Comme chacun sait, le Festival Off est le plus grand théâtre du monde (au Festival d’Edimbourg près, objecteront nos amis d’Outre-Manche). Soit.

La conséquence immédiate en est que vous ne cessez de croiser pendant le Festival, à toute heure du jour et parfois de la nuit, des personnages costumés échappés des loges de théâtre. Et là, drame ! Dès que les artistes envahissent la ville c’est la confusion, le chaos, le bazar …

Qui est qui ?

Des cas plus ou moins épineux vont se présenter à vous : un Capitaine Crochet, sirotant une bière place de l’Horloge à 11 heures du matin a toutes les chances d’être un intermittent du spectacle qui s’offre une pause méritée. En effet après avoir tracté en montant, sur le trottoir droit de la rue de la République, il se refait une santé avant d’aller tracter en descendant, sur le trottoir gauche (et au soleil) de cette même rue.
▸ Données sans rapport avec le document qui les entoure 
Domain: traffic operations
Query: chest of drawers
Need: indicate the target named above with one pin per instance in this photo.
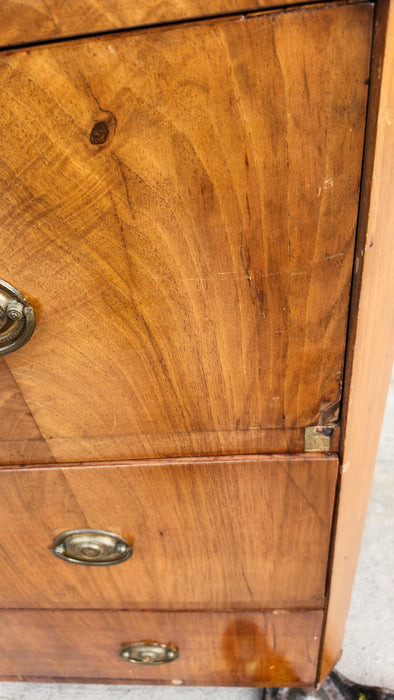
(182, 188)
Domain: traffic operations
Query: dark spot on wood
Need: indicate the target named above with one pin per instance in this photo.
(99, 133)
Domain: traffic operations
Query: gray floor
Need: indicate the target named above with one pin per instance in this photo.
(368, 655)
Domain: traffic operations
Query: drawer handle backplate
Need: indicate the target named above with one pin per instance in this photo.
(17, 319)
(149, 653)
(91, 547)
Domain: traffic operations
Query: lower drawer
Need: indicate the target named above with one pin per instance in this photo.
(255, 649)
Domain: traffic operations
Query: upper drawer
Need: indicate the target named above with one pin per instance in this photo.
(180, 207)
(209, 534)
(34, 20)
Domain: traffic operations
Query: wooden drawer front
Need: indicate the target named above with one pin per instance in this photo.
(190, 258)
(272, 648)
(240, 534)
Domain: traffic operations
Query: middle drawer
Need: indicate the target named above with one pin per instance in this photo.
(209, 533)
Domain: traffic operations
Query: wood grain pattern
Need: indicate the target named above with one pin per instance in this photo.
(23, 21)
(234, 442)
(193, 271)
(246, 649)
(371, 338)
(244, 533)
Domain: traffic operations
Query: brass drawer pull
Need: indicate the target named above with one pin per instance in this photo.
(17, 319)
(91, 547)
(149, 653)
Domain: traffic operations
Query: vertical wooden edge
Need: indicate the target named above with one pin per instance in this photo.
(370, 338)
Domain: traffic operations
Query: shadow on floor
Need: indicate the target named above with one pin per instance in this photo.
(335, 687)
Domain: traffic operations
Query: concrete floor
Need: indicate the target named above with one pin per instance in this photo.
(368, 655)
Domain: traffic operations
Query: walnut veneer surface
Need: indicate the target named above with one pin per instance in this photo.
(180, 203)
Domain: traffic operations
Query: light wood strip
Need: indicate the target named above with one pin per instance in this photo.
(371, 338)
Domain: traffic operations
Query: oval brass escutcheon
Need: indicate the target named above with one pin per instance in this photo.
(17, 319)
(91, 547)
(149, 653)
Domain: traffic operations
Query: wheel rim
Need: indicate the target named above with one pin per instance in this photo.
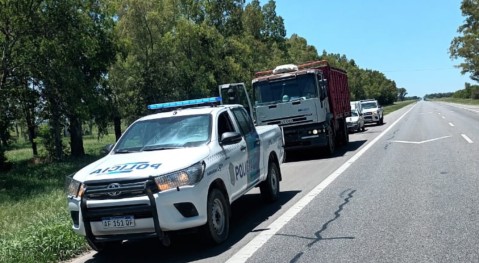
(274, 181)
(331, 140)
(218, 216)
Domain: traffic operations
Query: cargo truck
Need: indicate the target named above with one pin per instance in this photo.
(310, 102)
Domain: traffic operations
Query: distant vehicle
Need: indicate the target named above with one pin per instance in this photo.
(355, 122)
(177, 169)
(356, 105)
(372, 111)
(309, 101)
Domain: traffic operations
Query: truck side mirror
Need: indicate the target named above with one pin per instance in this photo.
(323, 84)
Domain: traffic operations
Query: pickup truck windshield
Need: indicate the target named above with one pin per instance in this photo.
(284, 90)
(166, 133)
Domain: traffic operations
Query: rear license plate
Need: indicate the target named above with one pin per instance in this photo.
(118, 222)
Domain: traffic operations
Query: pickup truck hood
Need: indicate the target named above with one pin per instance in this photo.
(352, 119)
(141, 164)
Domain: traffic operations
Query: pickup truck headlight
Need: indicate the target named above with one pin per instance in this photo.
(187, 176)
(73, 188)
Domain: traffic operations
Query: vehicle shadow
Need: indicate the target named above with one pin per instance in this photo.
(313, 154)
(248, 212)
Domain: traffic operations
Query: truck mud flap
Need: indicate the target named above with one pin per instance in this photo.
(145, 187)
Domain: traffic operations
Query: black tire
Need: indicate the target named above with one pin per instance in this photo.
(270, 188)
(104, 246)
(345, 134)
(330, 147)
(217, 226)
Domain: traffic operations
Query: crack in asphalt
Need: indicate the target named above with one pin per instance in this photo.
(318, 234)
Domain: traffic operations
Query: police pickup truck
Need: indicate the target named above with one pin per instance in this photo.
(180, 168)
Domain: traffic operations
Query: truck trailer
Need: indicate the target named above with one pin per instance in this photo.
(310, 102)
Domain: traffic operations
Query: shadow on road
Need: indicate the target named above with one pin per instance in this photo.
(313, 154)
(248, 212)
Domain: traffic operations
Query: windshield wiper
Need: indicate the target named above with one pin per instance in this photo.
(124, 151)
(158, 148)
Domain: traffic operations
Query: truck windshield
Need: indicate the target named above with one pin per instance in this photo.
(166, 133)
(284, 90)
(369, 105)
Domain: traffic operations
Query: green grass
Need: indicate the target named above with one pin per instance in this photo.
(35, 225)
(397, 105)
(460, 101)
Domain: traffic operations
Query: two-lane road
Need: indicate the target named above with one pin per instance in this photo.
(405, 191)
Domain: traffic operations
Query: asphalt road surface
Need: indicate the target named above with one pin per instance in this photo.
(405, 191)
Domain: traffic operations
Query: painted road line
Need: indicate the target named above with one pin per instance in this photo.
(421, 142)
(257, 242)
(467, 138)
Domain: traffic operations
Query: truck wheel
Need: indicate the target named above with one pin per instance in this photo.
(345, 134)
(104, 246)
(270, 188)
(217, 226)
(330, 147)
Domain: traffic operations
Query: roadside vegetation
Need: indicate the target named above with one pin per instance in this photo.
(34, 222)
(68, 66)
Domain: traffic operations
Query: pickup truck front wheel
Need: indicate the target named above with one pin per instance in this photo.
(270, 188)
(217, 226)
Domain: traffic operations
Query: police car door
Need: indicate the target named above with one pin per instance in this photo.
(233, 158)
(251, 167)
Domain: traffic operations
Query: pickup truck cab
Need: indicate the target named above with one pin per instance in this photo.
(174, 170)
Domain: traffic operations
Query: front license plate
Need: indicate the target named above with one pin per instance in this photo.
(118, 222)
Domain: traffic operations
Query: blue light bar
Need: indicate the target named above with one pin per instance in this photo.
(184, 103)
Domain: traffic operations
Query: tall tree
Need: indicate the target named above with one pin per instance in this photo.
(466, 45)
(74, 49)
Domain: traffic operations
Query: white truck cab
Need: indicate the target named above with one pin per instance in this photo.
(372, 111)
(177, 169)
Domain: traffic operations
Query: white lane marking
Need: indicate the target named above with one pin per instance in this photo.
(257, 242)
(467, 138)
(421, 142)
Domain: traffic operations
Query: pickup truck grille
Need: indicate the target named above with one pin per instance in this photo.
(120, 189)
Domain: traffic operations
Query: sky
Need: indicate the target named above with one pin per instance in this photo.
(408, 41)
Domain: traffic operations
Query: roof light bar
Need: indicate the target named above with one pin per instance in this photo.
(184, 103)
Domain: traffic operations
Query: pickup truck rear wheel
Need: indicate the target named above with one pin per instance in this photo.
(218, 218)
(270, 188)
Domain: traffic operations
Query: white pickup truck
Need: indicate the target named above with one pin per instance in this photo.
(177, 169)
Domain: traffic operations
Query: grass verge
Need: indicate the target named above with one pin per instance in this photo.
(35, 225)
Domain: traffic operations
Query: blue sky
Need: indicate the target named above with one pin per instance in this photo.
(406, 40)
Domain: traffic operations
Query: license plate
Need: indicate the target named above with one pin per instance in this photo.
(118, 222)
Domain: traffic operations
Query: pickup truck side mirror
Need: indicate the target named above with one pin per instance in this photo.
(229, 138)
(106, 149)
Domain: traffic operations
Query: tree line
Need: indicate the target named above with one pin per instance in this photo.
(67, 64)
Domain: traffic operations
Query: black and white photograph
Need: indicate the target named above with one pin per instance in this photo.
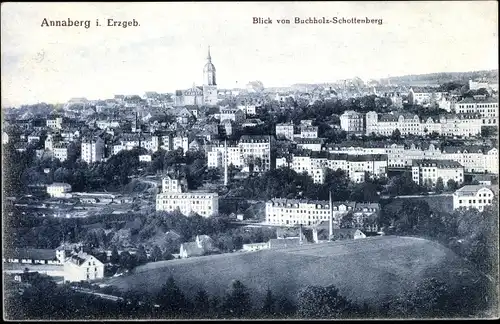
(250, 160)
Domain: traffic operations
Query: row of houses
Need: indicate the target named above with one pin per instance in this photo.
(474, 158)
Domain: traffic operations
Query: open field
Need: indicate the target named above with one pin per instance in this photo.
(363, 270)
(439, 203)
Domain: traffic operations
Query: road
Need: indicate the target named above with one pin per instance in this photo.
(418, 196)
(90, 292)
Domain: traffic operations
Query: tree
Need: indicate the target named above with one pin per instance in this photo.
(115, 258)
(156, 254)
(396, 134)
(347, 221)
(439, 185)
(171, 299)
(201, 302)
(322, 303)
(237, 300)
(141, 255)
(451, 185)
(268, 308)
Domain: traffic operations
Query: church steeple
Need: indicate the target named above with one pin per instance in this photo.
(209, 71)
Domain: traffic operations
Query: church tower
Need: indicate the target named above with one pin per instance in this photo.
(209, 71)
(209, 83)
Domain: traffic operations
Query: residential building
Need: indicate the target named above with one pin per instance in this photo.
(201, 246)
(55, 122)
(145, 158)
(92, 150)
(409, 124)
(256, 152)
(355, 165)
(313, 144)
(352, 122)
(293, 212)
(233, 114)
(419, 96)
(473, 196)
(476, 85)
(58, 189)
(82, 267)
(285, 131)
(60, 151)
(487, 108)
(216, 155)
(308, 131)
(428, 171)
(255, 247)
(174, 197)
(30, 256)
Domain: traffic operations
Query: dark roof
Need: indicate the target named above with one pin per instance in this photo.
(468, 148)
(283, 243)
(192, 249)
(31, 254)
(438, 163)
(367, 157)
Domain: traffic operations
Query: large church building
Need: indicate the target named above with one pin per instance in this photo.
(205, 95)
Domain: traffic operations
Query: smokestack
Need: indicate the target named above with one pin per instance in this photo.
(330, 230)
(225, 163)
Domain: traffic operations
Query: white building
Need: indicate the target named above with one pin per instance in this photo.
(256, 150)
(474, 85)
(255, 247)
(55, 123)
(410, 124)
(233, 114)
(92, 150)
(82, 267)
(173, 197)
(60, 151)
(285, 131)
(145, 158)
(424, 97)
(292, 212)
(356, 166)
(307, 131)
(427, 172)
(473, 196)
(216, 156)
(351, 122)
(58, 189)
(180, 141)
(487, 108)
(313, 144)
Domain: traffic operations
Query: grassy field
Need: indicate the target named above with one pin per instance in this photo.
(438, 203)
(363, 270)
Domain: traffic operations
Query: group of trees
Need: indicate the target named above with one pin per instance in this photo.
(430, 298)
(471, 233)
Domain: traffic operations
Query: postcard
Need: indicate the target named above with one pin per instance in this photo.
(250, 160)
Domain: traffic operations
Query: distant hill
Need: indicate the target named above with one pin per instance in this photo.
(442, 77)
(364, 270)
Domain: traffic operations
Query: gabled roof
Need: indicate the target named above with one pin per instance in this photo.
(31, 254)
(470, 190)
(192, 249)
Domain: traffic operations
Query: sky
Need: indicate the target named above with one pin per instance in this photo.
(168, 50)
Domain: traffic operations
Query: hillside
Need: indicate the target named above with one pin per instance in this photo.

Un Harpagon sortant de sa cassette des chèques et pestant contre les automates de la BNP de cette même rue de la République a aussi toutes les chances d’être un intermittent du spectacle, homme à tout faire de la troupe, comme un certain cocher-cuisinier …

Mais le problème, si vous voulez bien croire mon expérience, c’est avec les ecclésiastiques !! Le jeune prêtre qui m’a abordée, debout sur un tabouret devant le cloître des Carmes était-il un acteur ou un zélé prosélyte ? Je ne sais toujours pas, même après quelques minutes de discussion fort sérieuse. Certes, j’aurais pu lui demander : « Dis donc, tu joues ou tu y crois vraiment ? » Mais finalement, c’est ce qui fait la magie du mois de juillet à Avignon.

En revanche, je crois bien que les policiers étaient des vrais et que les PV qu’ils collaient à tour de bras sont à payer rapidement.